3/
Venga, voy a poner la tele a ver si me distraigo. Cambio de canal de forma frenética a ver si encuentro algún canal que no me recuerde por qué estoy en reclusión en casa atemorizado y nervioso. No es fácil ver una televisión que no nos recuerde a cada momento que el pánico es la sensación que más pulula por medio mundo… sí, medio planeta. porque esto es un problema global, ¡eso es una pandemia, eso y nada más!

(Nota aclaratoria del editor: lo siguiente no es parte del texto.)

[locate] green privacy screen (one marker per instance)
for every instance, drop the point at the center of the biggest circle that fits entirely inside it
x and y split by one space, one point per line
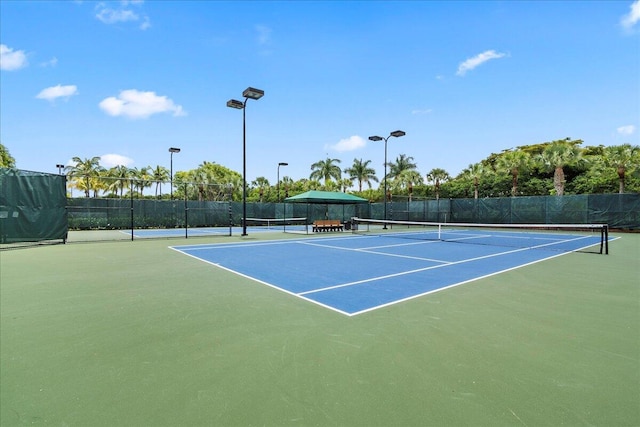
32 206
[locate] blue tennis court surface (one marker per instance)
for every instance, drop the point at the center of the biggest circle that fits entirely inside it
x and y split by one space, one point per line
354 274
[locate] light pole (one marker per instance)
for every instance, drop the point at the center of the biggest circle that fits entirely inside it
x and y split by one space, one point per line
280 164
249 93
396 134
172 150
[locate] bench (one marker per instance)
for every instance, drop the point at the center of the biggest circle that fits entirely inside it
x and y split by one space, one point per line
320 225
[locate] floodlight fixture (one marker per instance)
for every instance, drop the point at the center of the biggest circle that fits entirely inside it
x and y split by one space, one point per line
253 93
396 134
249 93
234 103
278 183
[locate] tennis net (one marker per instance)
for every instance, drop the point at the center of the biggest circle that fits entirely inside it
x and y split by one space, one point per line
287 225
559 237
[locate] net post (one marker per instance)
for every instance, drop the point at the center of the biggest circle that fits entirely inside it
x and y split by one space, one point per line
131 201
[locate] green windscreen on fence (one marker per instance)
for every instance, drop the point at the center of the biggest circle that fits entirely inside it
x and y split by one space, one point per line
32 206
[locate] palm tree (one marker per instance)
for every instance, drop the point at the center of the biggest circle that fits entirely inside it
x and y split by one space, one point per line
475 172
514 162
402 163
142 178
260 183
6 160
118 177
406 180
556 156
361 172
159 175
437 176
622 158
84 171
345 183
327 170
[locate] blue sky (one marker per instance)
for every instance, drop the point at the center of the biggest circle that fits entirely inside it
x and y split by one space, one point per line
126 80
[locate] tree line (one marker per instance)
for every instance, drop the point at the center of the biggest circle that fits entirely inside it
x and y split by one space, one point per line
551 168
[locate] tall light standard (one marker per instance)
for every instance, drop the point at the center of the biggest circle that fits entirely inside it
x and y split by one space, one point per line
172 150
249 93
396 134
280 164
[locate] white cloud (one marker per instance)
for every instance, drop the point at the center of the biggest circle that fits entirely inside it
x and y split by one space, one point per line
59 91
478 60
10 59
50 63
135 104
349 144
626 130
629 20
264 34
121 13
112 160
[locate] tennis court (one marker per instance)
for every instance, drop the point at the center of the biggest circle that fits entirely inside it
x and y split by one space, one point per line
254 225
360 273
132 333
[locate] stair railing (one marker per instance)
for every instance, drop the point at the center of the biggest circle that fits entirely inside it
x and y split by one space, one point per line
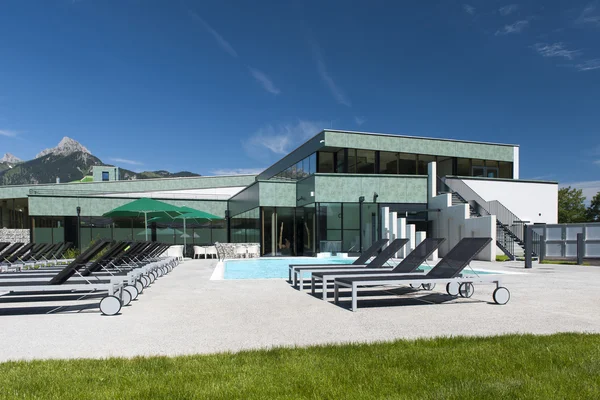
507 218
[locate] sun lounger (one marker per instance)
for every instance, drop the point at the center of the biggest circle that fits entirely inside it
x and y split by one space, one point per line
408 265
362 260
378 262
15 258
447 271
109 305
9 251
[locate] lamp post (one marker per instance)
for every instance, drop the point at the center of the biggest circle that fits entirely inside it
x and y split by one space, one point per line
79 227
361 200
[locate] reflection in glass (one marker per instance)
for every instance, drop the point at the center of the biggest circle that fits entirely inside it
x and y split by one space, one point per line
388 163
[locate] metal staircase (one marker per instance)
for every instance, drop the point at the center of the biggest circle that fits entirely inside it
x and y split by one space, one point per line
509 228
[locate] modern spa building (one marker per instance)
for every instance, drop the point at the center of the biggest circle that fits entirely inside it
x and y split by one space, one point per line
326 195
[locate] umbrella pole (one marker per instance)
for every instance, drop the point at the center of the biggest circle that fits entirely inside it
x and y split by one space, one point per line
184 233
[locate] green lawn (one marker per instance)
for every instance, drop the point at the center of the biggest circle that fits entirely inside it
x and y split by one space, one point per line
541 367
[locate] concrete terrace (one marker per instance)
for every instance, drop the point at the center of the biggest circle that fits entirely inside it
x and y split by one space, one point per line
186 313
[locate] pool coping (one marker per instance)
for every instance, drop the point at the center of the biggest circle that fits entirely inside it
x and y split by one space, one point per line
219 271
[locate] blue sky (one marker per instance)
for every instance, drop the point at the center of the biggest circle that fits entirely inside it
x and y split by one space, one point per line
224 86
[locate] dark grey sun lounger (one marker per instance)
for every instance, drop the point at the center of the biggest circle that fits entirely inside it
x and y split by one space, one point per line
362 260
377 262
447 271
3 245
408 265
8 252
109 305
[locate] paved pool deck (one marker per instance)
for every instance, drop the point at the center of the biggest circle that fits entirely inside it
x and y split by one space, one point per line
187 313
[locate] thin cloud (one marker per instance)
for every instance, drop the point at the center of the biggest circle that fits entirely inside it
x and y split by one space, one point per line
282 138
126 161
469 9
555 50
264 80
7 133
507 10
516 27
337 92
237 171
589 15
589 65
224 44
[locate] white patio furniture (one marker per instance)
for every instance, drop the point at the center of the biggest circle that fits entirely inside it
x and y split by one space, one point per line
211 251
199 251
254 251
241 251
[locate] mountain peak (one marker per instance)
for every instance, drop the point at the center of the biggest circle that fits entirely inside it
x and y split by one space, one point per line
11 159
65 147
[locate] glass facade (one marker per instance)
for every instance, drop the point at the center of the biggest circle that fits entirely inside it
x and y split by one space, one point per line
356 161
301 169
339 226
245 227
52 230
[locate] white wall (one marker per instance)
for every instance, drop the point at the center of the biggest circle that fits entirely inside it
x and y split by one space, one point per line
530 201
454 222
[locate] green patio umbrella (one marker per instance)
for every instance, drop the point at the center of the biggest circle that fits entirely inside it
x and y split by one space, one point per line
146 207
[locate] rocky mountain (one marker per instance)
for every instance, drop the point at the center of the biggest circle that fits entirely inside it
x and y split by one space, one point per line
65 147
69 161
10 159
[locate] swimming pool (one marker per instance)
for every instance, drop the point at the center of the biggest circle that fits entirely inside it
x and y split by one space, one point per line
273 268
277 268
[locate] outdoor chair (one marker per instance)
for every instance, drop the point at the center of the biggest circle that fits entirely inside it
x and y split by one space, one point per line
447 271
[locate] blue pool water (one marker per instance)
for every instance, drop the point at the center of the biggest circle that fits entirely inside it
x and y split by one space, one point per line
267 268
273 268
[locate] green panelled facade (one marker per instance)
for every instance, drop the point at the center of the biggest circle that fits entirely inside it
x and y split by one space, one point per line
324 196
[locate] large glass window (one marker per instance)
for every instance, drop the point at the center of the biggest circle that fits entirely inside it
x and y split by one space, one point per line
245 227
407 164
351 161
365 161
330 227
491 169
423 161
369 225
351 227
478 168
309 228
326 162
506 170
312 164
388 163
341 162
444 166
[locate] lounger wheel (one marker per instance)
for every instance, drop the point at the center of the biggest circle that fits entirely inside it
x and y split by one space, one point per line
110 305
466 289
139 285
501 295
126 297
452 288
132 290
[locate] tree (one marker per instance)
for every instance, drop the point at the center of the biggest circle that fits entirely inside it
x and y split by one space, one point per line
571 207
593 211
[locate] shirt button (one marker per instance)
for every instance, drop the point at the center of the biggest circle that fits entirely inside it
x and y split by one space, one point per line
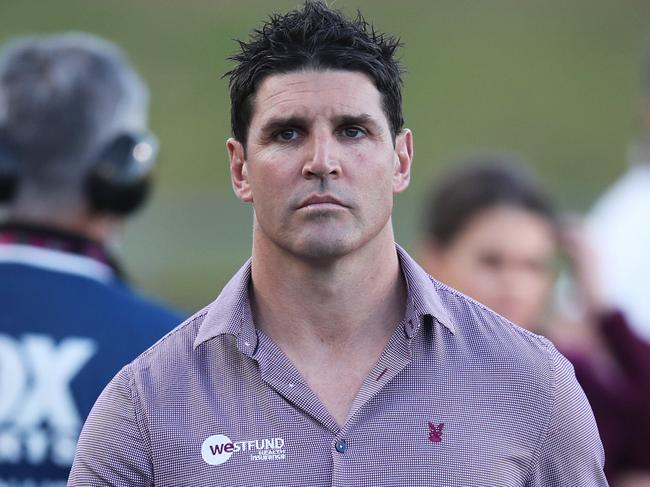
341 446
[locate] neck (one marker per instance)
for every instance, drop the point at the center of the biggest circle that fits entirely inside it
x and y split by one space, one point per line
341 303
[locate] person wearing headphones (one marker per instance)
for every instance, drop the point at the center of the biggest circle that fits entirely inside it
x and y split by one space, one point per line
76 160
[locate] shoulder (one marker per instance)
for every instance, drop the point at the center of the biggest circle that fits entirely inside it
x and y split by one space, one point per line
174 348
497 348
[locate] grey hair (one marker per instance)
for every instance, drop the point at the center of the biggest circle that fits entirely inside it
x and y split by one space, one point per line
61 98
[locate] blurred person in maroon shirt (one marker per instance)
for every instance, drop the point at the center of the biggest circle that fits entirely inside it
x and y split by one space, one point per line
492 233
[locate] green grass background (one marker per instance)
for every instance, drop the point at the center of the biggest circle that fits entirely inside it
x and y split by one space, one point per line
554 80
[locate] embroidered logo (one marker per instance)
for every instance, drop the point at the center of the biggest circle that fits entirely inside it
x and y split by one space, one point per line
435 432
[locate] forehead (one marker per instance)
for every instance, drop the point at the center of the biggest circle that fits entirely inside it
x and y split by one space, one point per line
312 94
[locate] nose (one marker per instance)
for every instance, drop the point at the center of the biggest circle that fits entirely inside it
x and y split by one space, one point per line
322 161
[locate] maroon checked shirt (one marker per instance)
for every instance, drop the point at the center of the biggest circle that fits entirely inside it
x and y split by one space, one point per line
459 398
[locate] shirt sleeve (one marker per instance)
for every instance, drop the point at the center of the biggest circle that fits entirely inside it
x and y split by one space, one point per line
571 452
113 447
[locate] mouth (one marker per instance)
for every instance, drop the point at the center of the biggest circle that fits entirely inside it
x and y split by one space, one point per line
318 201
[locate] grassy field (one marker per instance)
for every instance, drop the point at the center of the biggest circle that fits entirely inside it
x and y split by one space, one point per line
555 81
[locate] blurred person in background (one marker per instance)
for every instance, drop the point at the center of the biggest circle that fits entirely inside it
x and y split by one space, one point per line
75 160
619 224
492 233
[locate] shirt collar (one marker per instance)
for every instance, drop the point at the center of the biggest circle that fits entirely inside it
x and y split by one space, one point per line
231 314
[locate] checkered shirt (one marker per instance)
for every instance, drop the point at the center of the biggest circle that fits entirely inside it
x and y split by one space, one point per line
460 397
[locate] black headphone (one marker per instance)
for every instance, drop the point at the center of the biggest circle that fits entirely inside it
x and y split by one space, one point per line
119 178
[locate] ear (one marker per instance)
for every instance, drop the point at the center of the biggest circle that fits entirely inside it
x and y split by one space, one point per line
239 170
403 160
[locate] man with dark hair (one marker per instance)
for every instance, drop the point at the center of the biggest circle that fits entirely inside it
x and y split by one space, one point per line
331 358
71 109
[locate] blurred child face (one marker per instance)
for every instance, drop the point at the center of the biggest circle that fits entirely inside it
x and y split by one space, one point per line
502 258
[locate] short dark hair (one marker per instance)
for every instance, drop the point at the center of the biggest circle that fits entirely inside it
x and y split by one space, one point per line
314 37
480 183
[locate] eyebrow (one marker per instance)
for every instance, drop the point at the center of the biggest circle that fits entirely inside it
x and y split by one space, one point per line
277 123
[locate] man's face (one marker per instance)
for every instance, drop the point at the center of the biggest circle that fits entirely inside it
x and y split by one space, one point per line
320 167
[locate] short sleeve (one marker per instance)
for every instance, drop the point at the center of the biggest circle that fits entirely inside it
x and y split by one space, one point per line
112 448
571 452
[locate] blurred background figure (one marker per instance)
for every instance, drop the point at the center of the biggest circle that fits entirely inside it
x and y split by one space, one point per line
75 160
491 232
619 224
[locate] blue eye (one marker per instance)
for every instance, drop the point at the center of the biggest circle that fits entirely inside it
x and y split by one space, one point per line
288 134
353 132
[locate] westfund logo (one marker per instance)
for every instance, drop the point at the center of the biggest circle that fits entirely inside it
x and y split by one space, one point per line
217 449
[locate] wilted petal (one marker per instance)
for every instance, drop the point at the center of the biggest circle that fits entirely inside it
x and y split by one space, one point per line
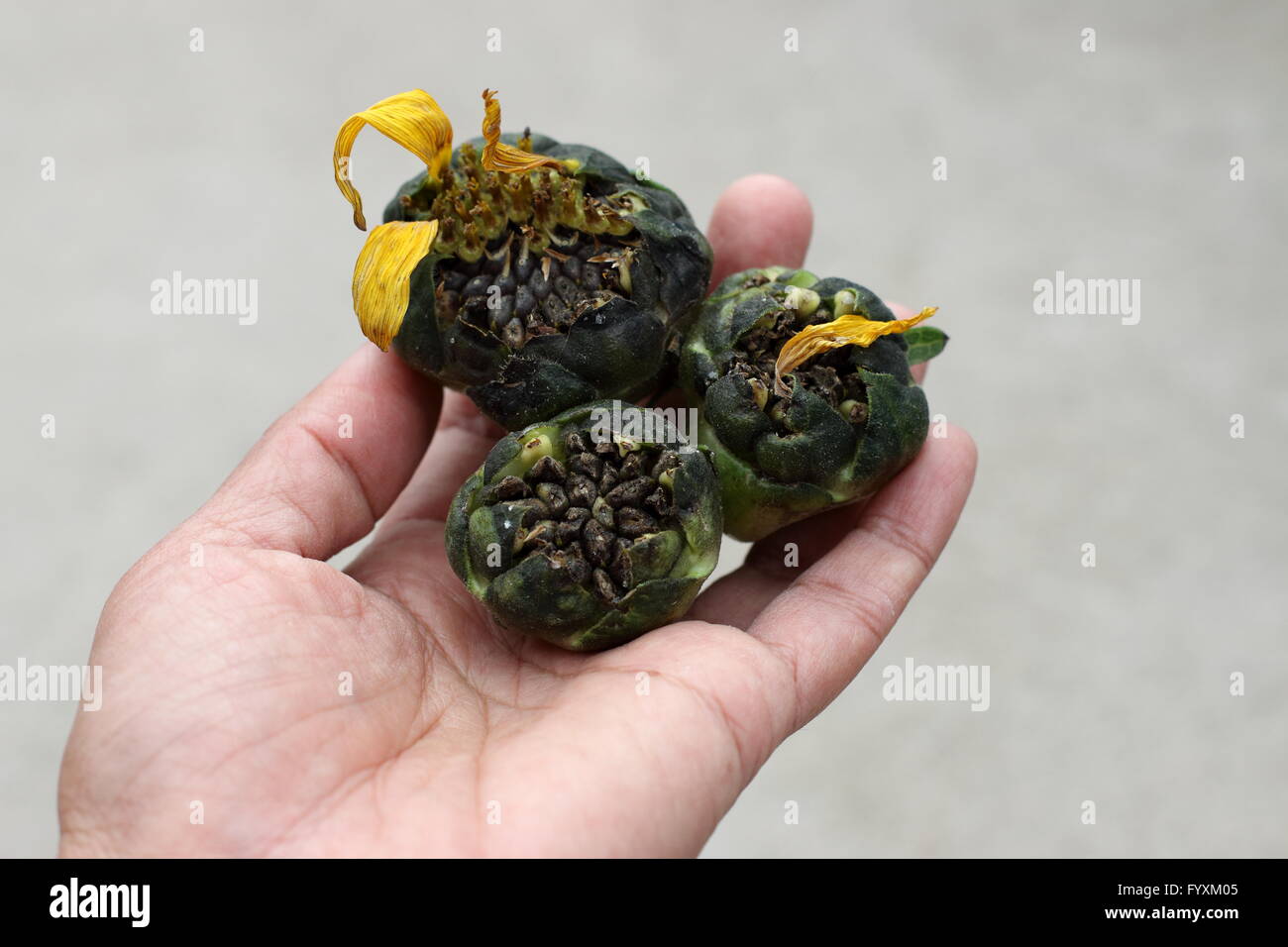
503 158
411 119
848 330
381 278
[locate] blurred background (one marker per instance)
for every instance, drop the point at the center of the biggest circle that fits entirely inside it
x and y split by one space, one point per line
1108 684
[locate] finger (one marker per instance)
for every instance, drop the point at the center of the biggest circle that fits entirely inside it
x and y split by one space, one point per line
321 476
462 441
760 221
772 565
831 618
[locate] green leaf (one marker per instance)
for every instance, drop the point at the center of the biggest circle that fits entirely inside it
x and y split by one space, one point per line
923 343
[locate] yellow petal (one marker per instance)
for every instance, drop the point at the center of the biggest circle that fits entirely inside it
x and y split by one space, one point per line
505 158
411 119
848 330
381 278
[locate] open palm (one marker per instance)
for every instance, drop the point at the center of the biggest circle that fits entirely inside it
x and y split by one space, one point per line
259 701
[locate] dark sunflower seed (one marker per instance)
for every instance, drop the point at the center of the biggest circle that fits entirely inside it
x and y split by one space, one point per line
524 302
579 570
539 283
603 585
629 493
603 513
666 462
597 543
634 522
557 311
632 466
581 491
513 334
548 471
621 569
587 463
567 532
658 502
554 497
511 488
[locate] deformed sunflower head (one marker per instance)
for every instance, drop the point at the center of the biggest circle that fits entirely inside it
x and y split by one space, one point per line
805 393
585 532
533 274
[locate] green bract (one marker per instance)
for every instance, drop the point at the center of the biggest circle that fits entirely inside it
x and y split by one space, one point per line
590 528
548 289
850 418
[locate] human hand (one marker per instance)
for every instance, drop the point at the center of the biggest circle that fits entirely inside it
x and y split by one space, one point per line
224 682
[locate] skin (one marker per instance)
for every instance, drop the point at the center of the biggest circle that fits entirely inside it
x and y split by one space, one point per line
223 682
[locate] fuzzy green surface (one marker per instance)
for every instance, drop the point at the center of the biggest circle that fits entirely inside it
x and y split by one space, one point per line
771 479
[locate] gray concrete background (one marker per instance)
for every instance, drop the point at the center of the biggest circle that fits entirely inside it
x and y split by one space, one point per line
1108 684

Mira, en varias emisoras varios políticos de cierto pelaje, ése mismo del que se manifestó durante años y años a favor de recortar lo público, lanzando misiles sin pausa a la línea de flotación de la Sanidad Pública, de la investigación, de la ciencia..., favoreciendo de forma descarada e interesada a la privada, que piden al Gobierno, bueno, que le exigen con las yugulares ingurgitadas por la indignación, que ponga a disposición de la ciudadanía todos los recursos sanitarios y de protección para que esta epidemia no sea una desgracia más mortal de lo que ya es… ¡Es obsceno, que estas personas reivindiquen unos recursos que ellos mismos durante años recortaron, esquilmaron, ahogaron... condenando a muerte a la sanidad pública, esa que ellos creían que era poco rentable y un pozo sin fondo de los impuestos ciudadanos. Curioso que nunca consideraron que, sus propios sueldos y prerrogativas asociadas a sus cargos, fueran una inversión vana e inútil. Hoy día, en esta pesadilla pandémica en la que todos estamos atrapados, la única que nos podrá salvar a todos por igual, ¡la única!, es la sanidad pública.